Anti-Brexit Tory MPs are warned that if they vote against the government on Brexit, they risk deselection and removal of the party whip.


Conservative Party MPs who vote against the government on Brexit issues, have been warned that they will have the party whip removed and be deselected, so be unable to stand for the party in any up-coming election.

Cue more Remainer melt-down.

And the Remainer Tory MPs actions are not about preventing a no deal Brexit. 99% of those preparing to act against their own party in government are ardent Remainers, who want to stop Brexit full stop and they will do everything they can to achieve that.

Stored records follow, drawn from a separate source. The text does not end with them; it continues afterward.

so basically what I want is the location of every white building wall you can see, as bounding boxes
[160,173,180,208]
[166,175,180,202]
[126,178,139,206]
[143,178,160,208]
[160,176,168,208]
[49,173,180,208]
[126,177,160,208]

One former Tory MP now Independent, Nick Boles, said that this move proved that the hard right had taken over.

He also Tweeted out:

"Johnson truly is Britain’s Trump. There is no institution, no relationship and no international commitment that he is not willing to sacrifice to achieve a No Deal Brexit. He is turning the Conservative and Unionist Party into the English National Party. He must be stopped."

That did not go down well, if the replies to the Tweet are anything to go by.

And another former Tory MP Anna Soubry Tweeted:

"There is a growing sense of outrage, a sense this is no longer our country this is not the British way. Suspending Parliament to stifle debate, bullying & blackmailing long serving loyal MPs & threatening to defy the rule of law. That’s the way of the far left not @Conservatives."

Personally I would put it as the people's democracy taking over from a parliament now infested with anti-democrats who lied through their teeth at the last election about respecting the will of the people as shown in the 2016 referendum. But hey ho.

The former Justice Secretary, David Gauke, has also written to the Attorney General, Geoffrey Cox, to get a commitment from the government that it will abide by the rule of law.

And all because, when asked what the government would do if parliament managed to get anti-Brexit legislation through, Michael Gove said that they would have to wait and see what the legislation said.

What he said on the Andrew Marr show was: "We will see what the legislation says when it is brought forward." and referring to the Article 50 legislation already in place, he said: "For me, the point is that we already have legislation in place, which an overwhelming majority of MPs voted for."

Seems a reasonable enough answer to me.

But what I would also like to see is David Gauke write to the Speaker of the House of Commons, John Bercow, and demand that he firstly stop spouting his non-impartial anti-Brexit rehetoric in public, and secondly abide tightly in these tense times to the House of Commons Rule Book as well as Erskine May and not go around dropping his procedurally 're-interpreted' decisions like hand grenades all around the house.

But I would suspect that Gauke would want Bercow to do the exact opposite of that and really get to breaking and modifying the rules. In fact you have to wonder, if he's already written to him asking for just that, don't you?

Anyway, some of those MPs who could find themselves on the political scrapheap are moaning that it's not fair because some ministers defied Theresa May and were left to get on with it. With Philip Hammond calling the move 'hypocritical'.

My reply to them would be – that shows you how weak May was and why she came back from Brussels with such a terrible deal and why she almost lost the 2017 General Election when offered an almost open goal for a large majority.

Now that someone with a bit of bottle is there to hold them all to account, they don't like it.

There is also speculation that this is designed to try and up the pressure to trigger a general election, with Laura Kuennsberg, the BBC political editor writing:

"But the nature of the threat is also a sign that No 10 is actively considering whether they will have to call a general election, and soon.

"If you are an ambitious prime minister, (step forward Boris Johnson), and you don't have a majority, you need to try to find one, and fast."

Now, in normal circumstances time is definitely on the side of the government. Although there are still 59 calendar days to Brexit Day, the anti-Brexit mob only have 18 planned sitting days to do anything.

And, with a prorogation in between that would neutralise any unfinished work they undertake in the first seven of those 18 days prior to the shutting down of parliament, they really have a task on their hands.

But these are not normal times and a government would not normally be facing three court actions in a week on the constitutional matter of proroguing parliament nor having to deal with a now openly biassed Speaker in the form of John Bercow.